Colloquium Topic: Parker Solar Probe: First Discoveries and Outlook of the Mission

Launched on 12 Aug. 2018, NASA’s Parker Solar Probe is venturing closer to the Sun than any other spacecraft, mapping the last unvisited regions of the solar system. The spacecraft successfully incorporates technological breakthroughs to attain new science: PSP crossed a technological barrier by protecting sensitive spacecraft and payload components from intense solar photon radiation. Parker is primarily an exploration mission, and the data returned so far is a treasure trove that holds potential for breakthrough discoveries. It is breaking new boundaries of space exploration by flying halfway between Mercury and the Sun.
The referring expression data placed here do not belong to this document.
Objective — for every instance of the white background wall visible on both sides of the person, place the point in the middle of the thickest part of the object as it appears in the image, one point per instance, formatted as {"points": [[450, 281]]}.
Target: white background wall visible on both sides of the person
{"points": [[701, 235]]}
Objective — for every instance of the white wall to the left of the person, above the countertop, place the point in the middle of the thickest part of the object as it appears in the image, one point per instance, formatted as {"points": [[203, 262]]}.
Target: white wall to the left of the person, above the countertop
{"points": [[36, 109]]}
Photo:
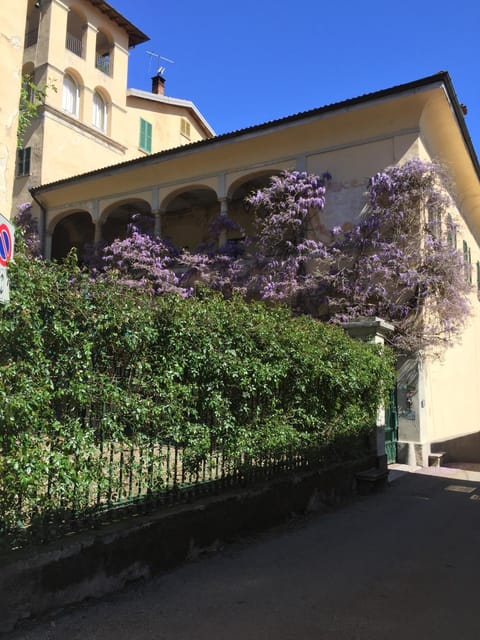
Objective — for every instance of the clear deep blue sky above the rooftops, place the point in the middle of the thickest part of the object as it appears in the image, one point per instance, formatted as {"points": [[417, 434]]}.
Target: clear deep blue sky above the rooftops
{"points": [[246, 63]]}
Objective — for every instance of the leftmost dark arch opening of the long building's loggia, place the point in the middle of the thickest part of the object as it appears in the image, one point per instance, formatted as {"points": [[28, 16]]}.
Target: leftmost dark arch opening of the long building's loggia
{"points": [[71, 229]]}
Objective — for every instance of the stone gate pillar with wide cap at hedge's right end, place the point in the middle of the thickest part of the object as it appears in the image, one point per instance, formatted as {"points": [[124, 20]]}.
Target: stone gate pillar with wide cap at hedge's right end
{"points": [[373, 330]]}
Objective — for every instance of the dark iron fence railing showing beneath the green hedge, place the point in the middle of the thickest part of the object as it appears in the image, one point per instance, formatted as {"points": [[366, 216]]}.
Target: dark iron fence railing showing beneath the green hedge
{"points": [[125, 478]]}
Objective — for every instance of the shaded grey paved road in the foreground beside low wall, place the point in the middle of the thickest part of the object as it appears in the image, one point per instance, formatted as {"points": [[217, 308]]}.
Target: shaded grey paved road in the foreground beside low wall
{"points": [[404, 563]]}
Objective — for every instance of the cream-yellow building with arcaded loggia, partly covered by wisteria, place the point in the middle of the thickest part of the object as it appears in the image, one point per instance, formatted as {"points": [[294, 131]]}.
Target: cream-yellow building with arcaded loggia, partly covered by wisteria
{"points": [[184, 188]]}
Parker is writing a new chapter of space research by revolutionizing our understanding of this mysterious region by answering long-standing questions that puzzled scientists for decades: how the solar wind plasma is heated and accelerated and solar energetic particles accelerated and transported throughout the heliosphere.

On 11 Nov. 2019, PSP will have completed the first three of its planned 24 elliptical orbits around the Sun. These three orbits have the same perihelion (i.e., shortest distance to the Sun) of 25 million kilometers or 35.7 Rsun (Rsun = 1 solar radius = 695,000 km) from the center of the Sun, which occurred on 6 Nov. 2018, 4 Apr. 2019, and 1 Sep. 2019, respectively. The second Venus gravity assist will be performed on 26 Dec. 2019, after which the orbit perihelion will decrease to 27.8 Solar Radii. The analyses of science data from the first two orbits show new phenomena and plasma properties not seen before in the solar wind. I will provide an overview of the mission’s status after three solar encounters and the first discoveries as well as the outlook of the mission for the upcoming solar encounters.



Colloquium Speaker: Nour E. Raouafi

Dr. Nour E. Raouafi is the Project Scientist of NASA Parker Solar Probe mission. He is a Ph.D. in Astrophysics (University of Paris XI, Orsay, France; Dec. 2000). Before joining the Johns Hopkins Applied Physics Laboratory in 2008, Dr. Raouafi worked at the Turin Observatory (Italy, 2001), the Max Planck Institute for Solar System Research (Göttingen, Germany 2002-2005) and the National Solar Observatory (Tucson, Arizona: 2005-2008). His research spreads over a wide range of solar and heliospheric areas with an emphasis on the dynamic solar corona via the analysis of spectral and imaging observations, theory, and modeling. He contributed to diverse research areas, e.g., solar magnetic fields, spectroscopy, polarimetry, coronal plumes and jets, CMEs and coronal shock waves, solar wind, solar energetic particles, and cometary physics. He authored and co-authored tens of peer-reviewed papers and meeting proceedings.